Yukarıdaki yapılan tespit göz önüne alındığında taraflar arasındaki uyuşmazlığın; kazaya karışan araç sürücülerinin kusur durumlarının tespiti, davacının davalıdan bakiye değer kaybından kaynaklı alacaklı olup olmadığı ile olduğunun anlaşılması halinde miktarının belirlenmesi ile belirlenecek tutardan davalının ne şekilde ve ne surette sorumlu olacağının, AAÜT 16/2-c kapsamında davacının davalıdan talepte bulunmasının yerinde olup olmadığının tespit ve değerlendirilmesine esas olmak üzere trafik kazasından kaynaklı bakiye değer kaybına yönelik maddi tazminat davası olduğu anlaşılmıştır.
Her ne kadar davalı yanca bilirkişi raporuna karşı itiraz ile ek rapor alınması talep edilmiş ise de yapılan itirazların bir kısmının resen değerlendirilecek itirazlardan olduğu bir kısmının aksi iddia edilmekte ise de Mahkememizce de kabul edildiği üzere hali hazırda raporda karşılandığı ve raporun denetime elverişli ve yeterli teknik incelemeyi içerdiği anlaşılmış ve bu nedenle raporun hüküm kurmaya elverişli olduğu kanaatine varılmış ve ek rapor alınmasının gerekli olmadığı değerlendirilmiştir.
Dosyanın yapılan kontrolünde davalı yanın iş bu davaya konu sorumluluğa esas poliçe limitinin 50.000,00 TL olduğu yukarıda belirtildiği gibi davalı yanca toplamda 5.171,40 TL ödeme yapıldığından değer artırıma konu edilen miktar göz önüne alındığında sorumluluk limitinin tükenmediği tespit edilmiştir.

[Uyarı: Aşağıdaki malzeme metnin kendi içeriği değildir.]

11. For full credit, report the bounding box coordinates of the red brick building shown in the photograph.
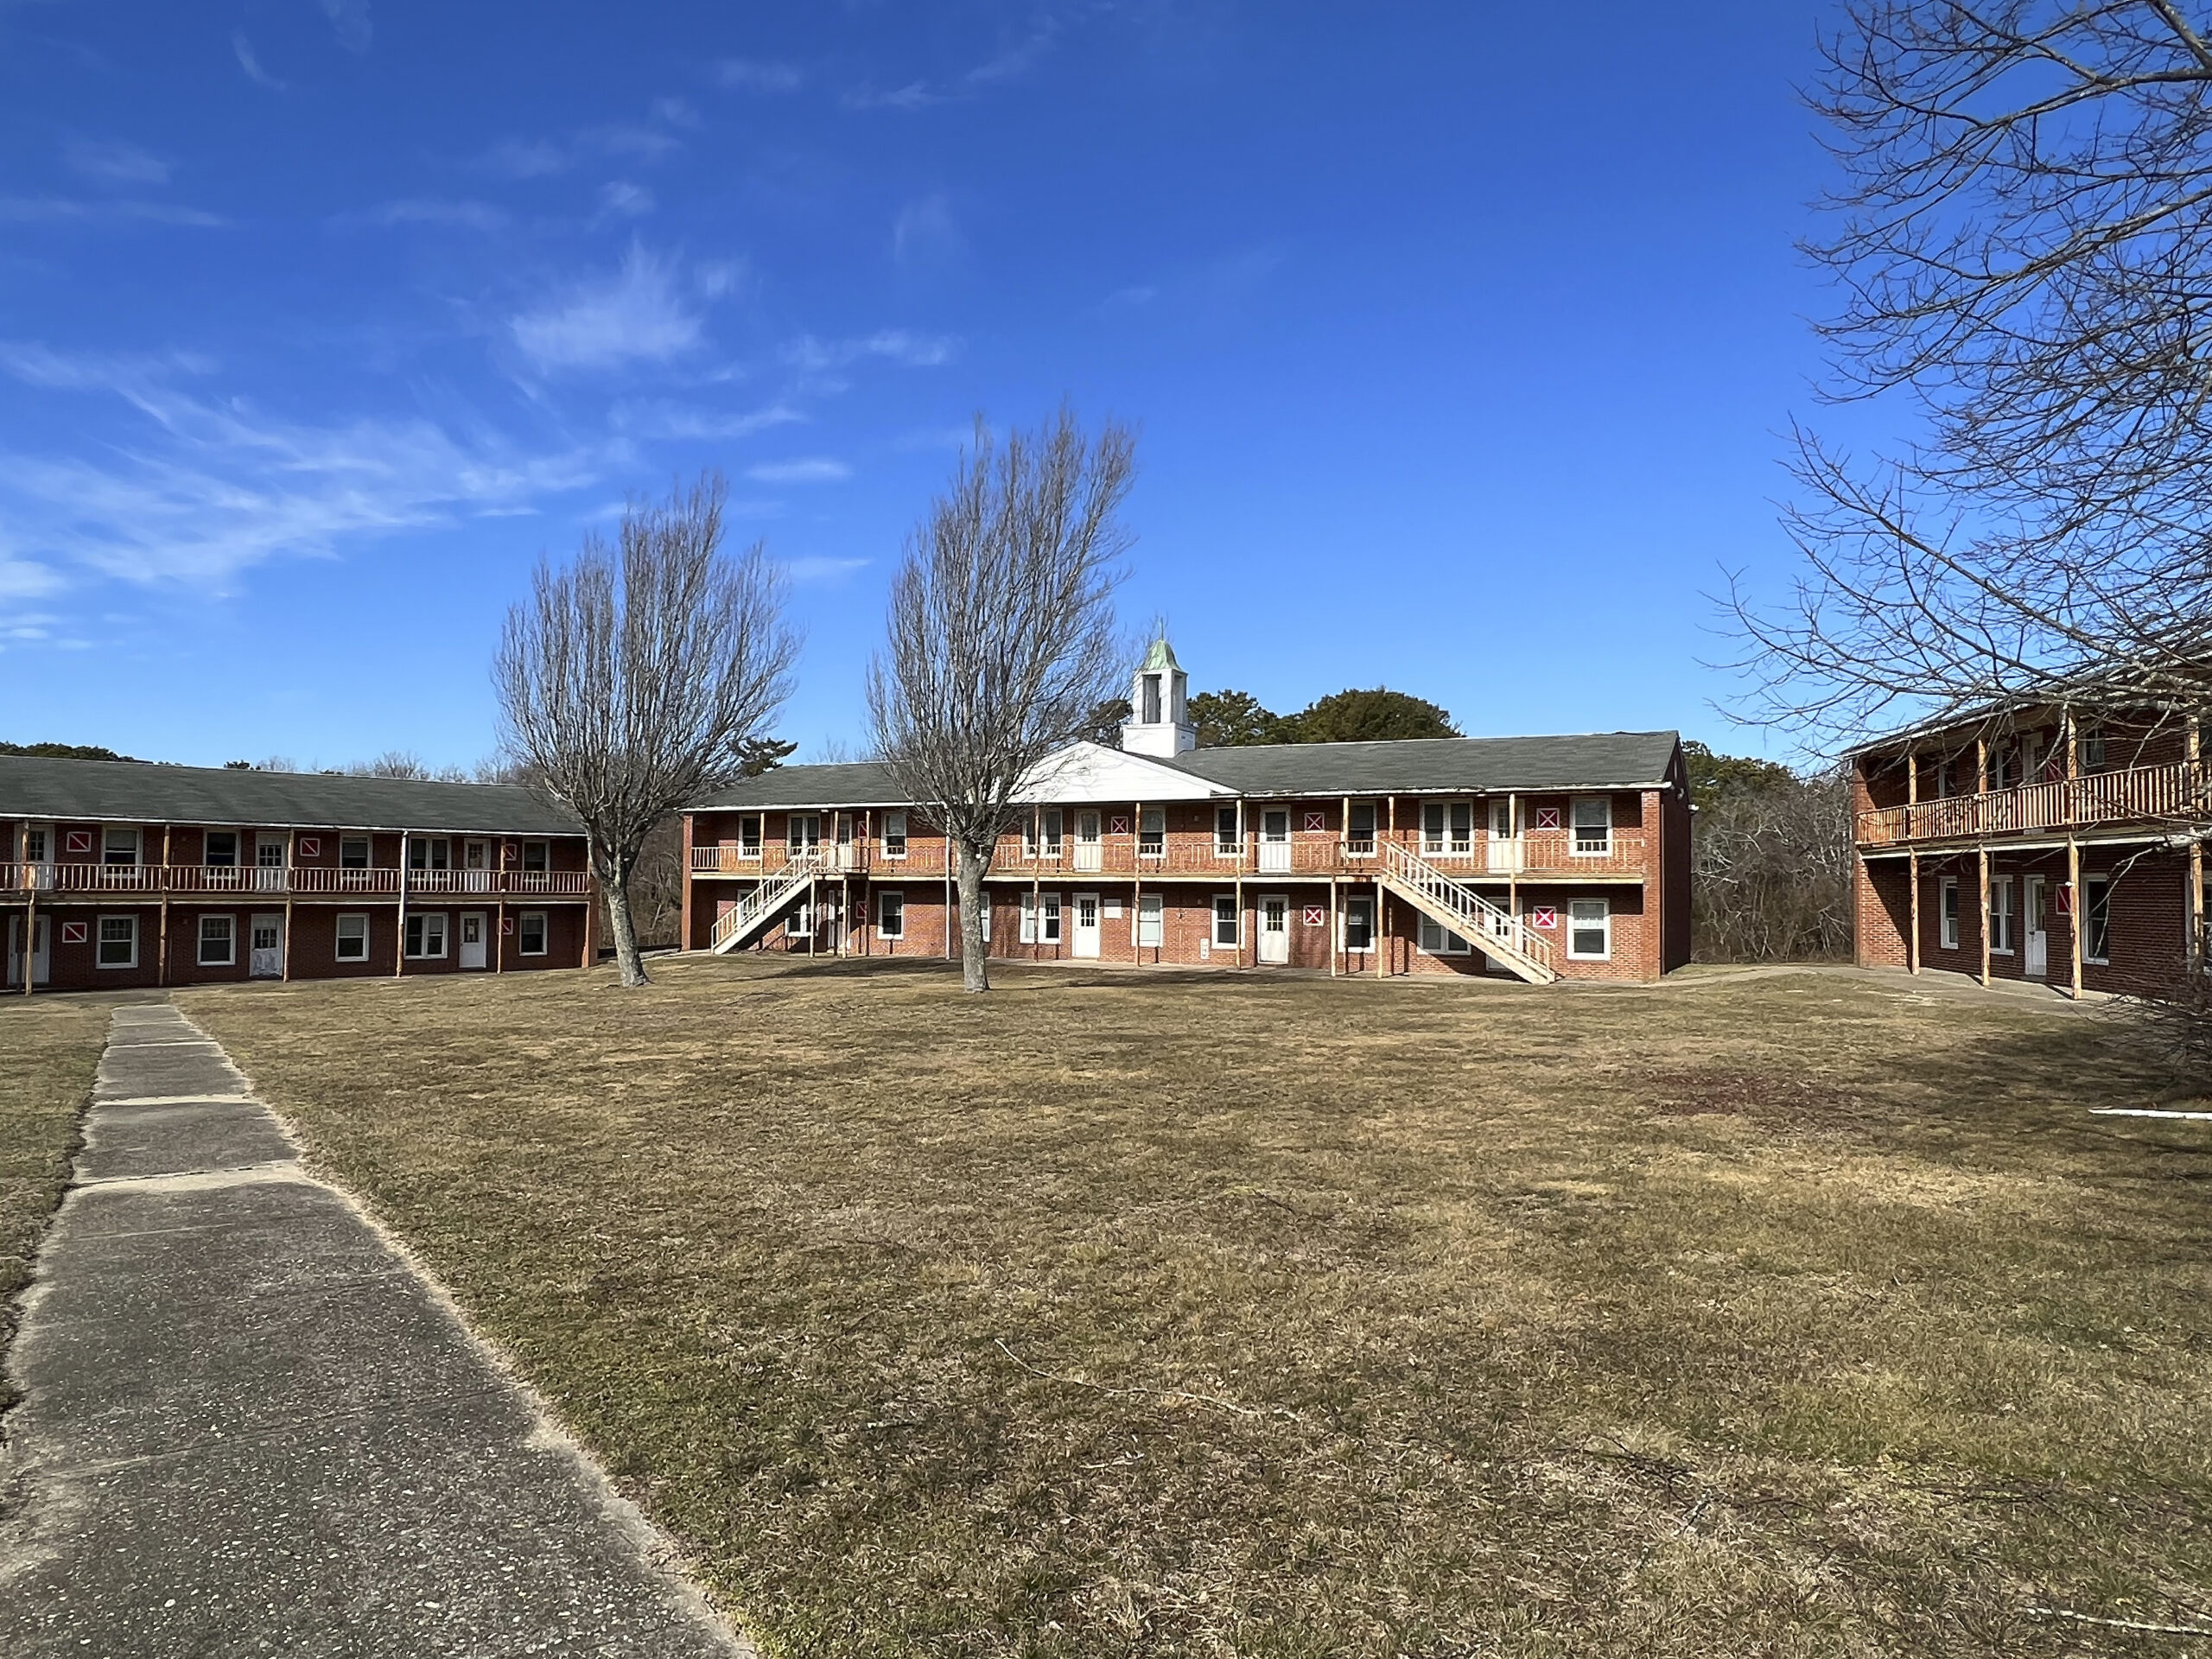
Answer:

Dava trafik kazasından kaynaklı bakiye değer kaybı zararın tazminine yönelik olduğundan talebin haksız fiil çerçevesinde ileri sürüldüğü kanaatine varılmakla birlikte somut olay bakımından haksız fiilin koşullarının gerçekleşip gerçekleşmediğinin tespiti ile değerlendirmesinin yapılarak sonuca gidilmesi gerektiği kanaatine varılmakla; 18/01/2022 tarihinde dava dışı … sevk ve idaresindeki … plaka sayılı aracın Artvin İli Şavşat İlçesi Meydancık Semtinde seyir halinde iken sol yan kısımları ile Meydancık istikametinden Şavşat istikametine doğru seyir halinde olan davacı sevk ve idaresindeki … plaka sayılı aracın bol yan kısımlarına çarpması ile oluşan trafik kazasında Ercan’ın gündüz vakti meskun mahal dışındaki seyri sırasında dikkatini gereği gibi yola ve seyir yönüne vermediği, trafik düzeni ve güvenliği açısından aracının hızını yük ve teknik özelliğine, görüş, yol, hava ve trafik durumunun gerektirdiği şartlara uyarlamadığı, görüş alanını yeterince kontrol altında tutmadığı, bu nedenlerle aracının hakimiyetini yitirmesi nedeniyle kayması ile kazanın oluşumuna neden olduğu bu hali ile davranışlarının 2918 sayılı yasanın 52/1-b bendini ihlal ettiği, davacının ise kazanın oluş biçimi göz önüne alındığında kazayı önlemek adına alabileceği herhangi bir önlem bulunmadığı gibi kurallara aykırı olumsuz davranış faktörü de görülmediği anlaşılarak bu kazanın oluşumunda davalı yana ZMMS’li araç sürücüsünün tam kusurlu olduğu, davacı yanın ise kusursuz olduğu kanaatine varılmış, araçta bu kazadan kaynaklı hasar oluştuğu sabit olmakla geçmiş hasar kaydı da dikkate alındığında kazadan önceki ikinci el piyasa rayiç değeri ile kazadan sonraki ikinci el piyasa rayiç değerinin belirlenmesine yönelik tutarların yerinde oldukları ve Mahkememizce de benimsendiği anlaşılmakla birlikte bu kazadan kaynaklı davacı aracının 10.000,00 TL değer kaybına uğradığı, önceden yapılan ödeme göz önüne alındığında tam olarak karşılandığı, söz konusu değer kaybı ile kaza arasında illiyet bağının bulunduğu ve dava dışı Ercan’ın davranışının hukuka aykırı olduğu anlaşılmakla işbu dava açısından davacı tarafın lehine haksız fiilin koşulların oluştuğu ve bu kapsamda davacının iş bu davayı açmasında hukuki yararının bulunduğu anlaşılmıştır.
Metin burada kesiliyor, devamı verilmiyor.